Thanks, Jo! I was about to go on a wild goose chase to find out the approximate yardage for the color changes in Noro and you've already done it! (or does this make you the wild goose???)

HPNY KNITS said...

I was at Ally Pally last year. perhaps next year. I loved it and meeting all the knitters there.
I am looking forward to see your FO to wear. it will be lovely!

Pat said...

Love that Noro jacket! I'm going to Ally Pally so I'll look out for it/you. Sooooo looking forward to all that yarny shopping.

Roggey said...

You are *killing* me with the Atlantis yarn! Wow, the blue leaps off my screen at me. Good job!

Ronni said...

OMGosh. I just about died laughing about the trench coat. I got an instant mental image of you trying to explain it to security. And then another of a shady character stepping out of an alleyway "hey lady, wanna buy a skein?"

I love your jacket. It's gorgeous and I wish I lived closer and could meet up with you at the show in London. Which sounds absolutely like something I need to see some day. I love that Atlantis yarn too. Very pretty. Must nip over to e-bay soon...

Anonymous said...

Lantern Moon has a fancy wooden US0=2.0mm that are quite expensive but a pleasure to knit with, actually I didn't knit with the 0 so I hope the pleasure of the thicker ones go down to the zero too!

Anonymous said...

The Katherine Hepburn cardigan has 3/4 sleeves and cables. Good luck on your hunt.

rho said...

Ok == on yarn shopping while on a trip - can we say DHL, FedEx, UPS any of those and other shipping companies -- Pulease - Nothing gets in the way of my shopping while traveling - I have been known to send my clothes back and cart my purchases with me to be sure they get home - you can always buy new clothes - Here I thought you were this seasoned traveler - - well maybe not a seasoned shopper while traveling. I go everywhere with just my carry on bags so I learned this trick ages ago. :D

And can I just say OMG about Atlantis -- it is scrumptious!!

Have a ball - that Noro jacket sure will look good on your Ally Pally trip - so get to work!

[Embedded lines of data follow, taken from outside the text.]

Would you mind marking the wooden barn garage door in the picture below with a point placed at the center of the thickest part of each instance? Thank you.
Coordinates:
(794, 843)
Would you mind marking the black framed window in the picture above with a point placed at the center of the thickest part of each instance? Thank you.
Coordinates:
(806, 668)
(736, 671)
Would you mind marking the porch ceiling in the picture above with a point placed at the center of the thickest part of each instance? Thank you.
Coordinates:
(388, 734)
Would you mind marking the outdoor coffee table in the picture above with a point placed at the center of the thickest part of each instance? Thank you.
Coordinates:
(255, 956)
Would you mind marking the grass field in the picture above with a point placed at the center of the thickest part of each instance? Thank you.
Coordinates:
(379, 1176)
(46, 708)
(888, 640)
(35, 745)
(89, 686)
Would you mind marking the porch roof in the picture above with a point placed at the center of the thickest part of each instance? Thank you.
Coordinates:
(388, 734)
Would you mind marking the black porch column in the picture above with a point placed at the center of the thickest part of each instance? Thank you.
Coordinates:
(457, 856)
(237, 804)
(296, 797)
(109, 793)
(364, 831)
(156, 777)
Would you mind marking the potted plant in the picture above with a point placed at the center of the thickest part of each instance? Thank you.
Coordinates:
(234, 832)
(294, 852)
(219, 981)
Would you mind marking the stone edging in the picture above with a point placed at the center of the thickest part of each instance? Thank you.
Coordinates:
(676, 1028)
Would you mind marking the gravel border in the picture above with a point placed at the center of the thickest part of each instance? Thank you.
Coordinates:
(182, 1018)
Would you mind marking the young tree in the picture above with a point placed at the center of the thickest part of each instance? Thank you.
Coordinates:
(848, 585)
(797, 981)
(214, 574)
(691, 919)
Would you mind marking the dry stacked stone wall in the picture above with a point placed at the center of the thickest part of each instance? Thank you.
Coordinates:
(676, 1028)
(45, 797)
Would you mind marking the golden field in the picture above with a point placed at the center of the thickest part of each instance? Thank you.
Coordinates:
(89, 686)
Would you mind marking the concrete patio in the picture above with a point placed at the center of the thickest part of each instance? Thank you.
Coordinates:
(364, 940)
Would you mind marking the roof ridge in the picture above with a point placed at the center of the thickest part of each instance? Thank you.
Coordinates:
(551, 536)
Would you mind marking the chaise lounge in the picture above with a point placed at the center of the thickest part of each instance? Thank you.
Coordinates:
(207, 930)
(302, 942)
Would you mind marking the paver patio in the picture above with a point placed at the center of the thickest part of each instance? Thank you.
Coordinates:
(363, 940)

Says rho who is such a sucky knitter she has decided to do an Elizabeth Zimmermann Pi are Square Shawl because it is just garter stitch - to get get her knitting mojo back ... :(

Dez Crawford said...

Toothbrush! Ah, the cuteness.

LOVE the Noro jacket. Just love it.

Hy Brasil? I have a speculation about that. I think Hy Brasil is really the "Green Flash" that can be seen at sunset if you're out on the ocean and far away from the ambient haze of the mainland's artifical light. I know sailors and merchant seamen who've seen it -- a flicker of pure, bright emerald on the horizon, only for a second or two, just as the top edge of the sun disappears. A cloudless sky is requisite for this phenomenon. Of course, in olden times, no one had artificial light, so the green flash no doubt was visible on the western shores of many lands. Easy to mistake it for the flash of sunlight on a distant, verdant island.

But it is SO much more fun to have it be a mythical place, eh?

That blue yarn is simply stunning.

I have tried to wrap my own brain around dyeing long, Noro-esque repeats, but my best mental calculations require a warping board, handpainting, and a considerable amount of plastic wrap.

Jackets: have you considered Elizabeth Zimmermann's Adult Surprise Jacket? It looks smashing in hand-dyed yarns. Shows off long color repeats in lovely geomtric lines and takes on an Ikat-weave look with short color repeats. And nothing but miles and miles of garter stitch.